Being champion is a platform. Boxing is a platform. Once a boxer becomes a world champion, they might think they are above the law, untouchable. If I get arrested and am on TV, maybe people will then come to see me fight. My career was successful without my going to jail….except to visit! The majority of people are there for a long stretch of time. Why are they in jail? Mainly because they couldn’t run as fast as I could! When I was young, there were times I was just one or two steps ahead of the law, but I went on to learn from that experience.
HOW TO COME BACK FROM A LOSS
No problem. I always say, “Let’s sit down.” I then tell them my story. I was the number one contender, knocking everyone out. I was to fight a guy by the name of James Scott. He was beating up everybody. I didn’t train the way I was supposed to train. My mother said it was too many women, which it probably was. I went there and got my “behind” handed to me. That “smoked” me. I looked around for all the friends that came in with me. Only one came out. I said, “No problem.” My eyes began to open up. There was one girl still with me and she said, “Where are your friends?” She had a good point!
So, I got myself together and alienated myself from everyone. I still trained very hard even though I got dropped from number one to number 10. No problem. So, how did I deal with that? I got myself into the best possible shape. I then knocked out number 9, 8,7, 6,5,4, and so on until I had to fight the number 1 contender. It was Vladimir Whalen at the old Showboat in Vegas. I knocked him out in two rounds. I told everyone on ESPN, “I’m back!” From there I went on to win the championship. After the fight I said, “I want to thank this young lady for letting me know what time it was.”

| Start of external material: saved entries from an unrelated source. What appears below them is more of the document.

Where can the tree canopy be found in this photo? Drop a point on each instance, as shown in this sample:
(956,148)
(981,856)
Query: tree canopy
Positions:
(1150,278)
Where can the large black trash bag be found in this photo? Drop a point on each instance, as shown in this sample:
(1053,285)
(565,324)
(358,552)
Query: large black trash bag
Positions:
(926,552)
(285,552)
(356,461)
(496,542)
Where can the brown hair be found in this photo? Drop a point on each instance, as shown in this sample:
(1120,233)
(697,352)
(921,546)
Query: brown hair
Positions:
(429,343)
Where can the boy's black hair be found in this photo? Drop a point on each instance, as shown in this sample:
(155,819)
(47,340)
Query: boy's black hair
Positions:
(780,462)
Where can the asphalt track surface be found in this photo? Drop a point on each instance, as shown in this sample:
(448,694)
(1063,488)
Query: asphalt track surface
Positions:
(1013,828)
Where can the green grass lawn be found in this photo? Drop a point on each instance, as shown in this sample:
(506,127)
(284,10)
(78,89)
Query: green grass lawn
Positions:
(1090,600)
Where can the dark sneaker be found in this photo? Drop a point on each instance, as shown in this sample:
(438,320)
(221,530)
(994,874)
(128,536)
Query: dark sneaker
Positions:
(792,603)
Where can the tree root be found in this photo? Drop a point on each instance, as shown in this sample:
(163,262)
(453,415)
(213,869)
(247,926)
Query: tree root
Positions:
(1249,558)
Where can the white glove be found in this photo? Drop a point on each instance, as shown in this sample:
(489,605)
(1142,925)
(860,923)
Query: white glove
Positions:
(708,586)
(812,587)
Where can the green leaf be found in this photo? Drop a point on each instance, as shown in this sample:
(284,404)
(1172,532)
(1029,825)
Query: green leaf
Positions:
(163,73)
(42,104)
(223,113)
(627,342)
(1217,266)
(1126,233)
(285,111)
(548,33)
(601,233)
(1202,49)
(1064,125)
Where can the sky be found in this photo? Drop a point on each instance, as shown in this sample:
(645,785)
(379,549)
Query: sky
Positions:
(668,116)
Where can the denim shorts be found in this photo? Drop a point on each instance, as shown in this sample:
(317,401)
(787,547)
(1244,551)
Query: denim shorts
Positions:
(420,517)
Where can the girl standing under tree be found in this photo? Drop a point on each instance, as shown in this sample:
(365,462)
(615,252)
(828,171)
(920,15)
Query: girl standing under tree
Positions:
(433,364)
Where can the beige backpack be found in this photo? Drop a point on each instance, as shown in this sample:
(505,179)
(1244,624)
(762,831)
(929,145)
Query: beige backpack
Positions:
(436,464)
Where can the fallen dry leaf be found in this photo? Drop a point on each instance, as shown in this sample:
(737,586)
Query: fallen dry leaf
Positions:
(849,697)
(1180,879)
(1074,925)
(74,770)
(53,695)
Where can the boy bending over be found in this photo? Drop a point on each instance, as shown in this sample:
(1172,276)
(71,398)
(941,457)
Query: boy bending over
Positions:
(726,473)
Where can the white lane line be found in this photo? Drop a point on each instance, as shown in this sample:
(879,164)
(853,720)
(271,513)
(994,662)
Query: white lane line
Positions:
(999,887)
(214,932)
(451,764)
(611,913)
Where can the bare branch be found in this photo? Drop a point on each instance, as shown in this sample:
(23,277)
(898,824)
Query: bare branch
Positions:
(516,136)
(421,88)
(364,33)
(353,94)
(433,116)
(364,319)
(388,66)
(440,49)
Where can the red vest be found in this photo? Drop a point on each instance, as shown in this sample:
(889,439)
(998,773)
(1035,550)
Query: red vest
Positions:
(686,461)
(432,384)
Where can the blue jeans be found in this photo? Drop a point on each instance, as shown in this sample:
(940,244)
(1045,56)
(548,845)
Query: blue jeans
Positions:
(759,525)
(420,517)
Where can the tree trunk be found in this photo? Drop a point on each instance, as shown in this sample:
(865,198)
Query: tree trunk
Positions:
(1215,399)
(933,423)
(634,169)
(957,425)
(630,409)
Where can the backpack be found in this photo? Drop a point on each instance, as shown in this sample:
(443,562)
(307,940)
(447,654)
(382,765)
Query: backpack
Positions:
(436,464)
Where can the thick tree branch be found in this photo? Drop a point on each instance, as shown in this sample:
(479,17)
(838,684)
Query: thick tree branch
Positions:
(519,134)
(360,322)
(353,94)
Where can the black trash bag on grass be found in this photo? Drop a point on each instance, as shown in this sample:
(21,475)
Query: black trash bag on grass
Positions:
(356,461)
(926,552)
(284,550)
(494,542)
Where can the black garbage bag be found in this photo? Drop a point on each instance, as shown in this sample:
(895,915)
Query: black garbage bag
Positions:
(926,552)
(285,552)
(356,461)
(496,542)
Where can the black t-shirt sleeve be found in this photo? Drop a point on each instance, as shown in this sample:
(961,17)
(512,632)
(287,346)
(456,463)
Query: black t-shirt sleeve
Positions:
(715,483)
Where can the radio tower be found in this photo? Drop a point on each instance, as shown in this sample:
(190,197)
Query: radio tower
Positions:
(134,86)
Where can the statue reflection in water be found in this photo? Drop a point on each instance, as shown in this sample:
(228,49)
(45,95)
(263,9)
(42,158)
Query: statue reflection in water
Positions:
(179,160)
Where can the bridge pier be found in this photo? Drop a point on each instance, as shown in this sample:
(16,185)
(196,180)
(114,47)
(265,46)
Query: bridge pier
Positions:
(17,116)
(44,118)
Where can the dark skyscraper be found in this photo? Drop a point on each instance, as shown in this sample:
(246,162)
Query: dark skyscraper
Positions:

So, if a fighter loses, he has to go over that loss and say let me fight him again after I have figured out why I lost. Most of the time the fighters blame everyone: their mother, their father, their trainer, the judges…. That’s wrong and they are only fooling themselves.
IMPROVING THE SPORT
I believe in mandatory testing for HIV/Hepatitis. I don’t think the gyms should be monitored. However, credibility in the sport is needed to improve boxing. Boxing needs to be policed by the right people who know the game. The fighters need someone in charge they can relate to, someone that understands the various issues they face on a day-to-day basis.
Eddie Mustafa Muhammad resides in Las Vegas, Nevada, where he is a well-known and respected trainer. We had worked with world champions including Iran Barkley and James Toney, and currently Danny Romero. His Professional record was 50 (39 KO’s)-1-8. He was the 1980-81 WBA light-heavyweight Champion.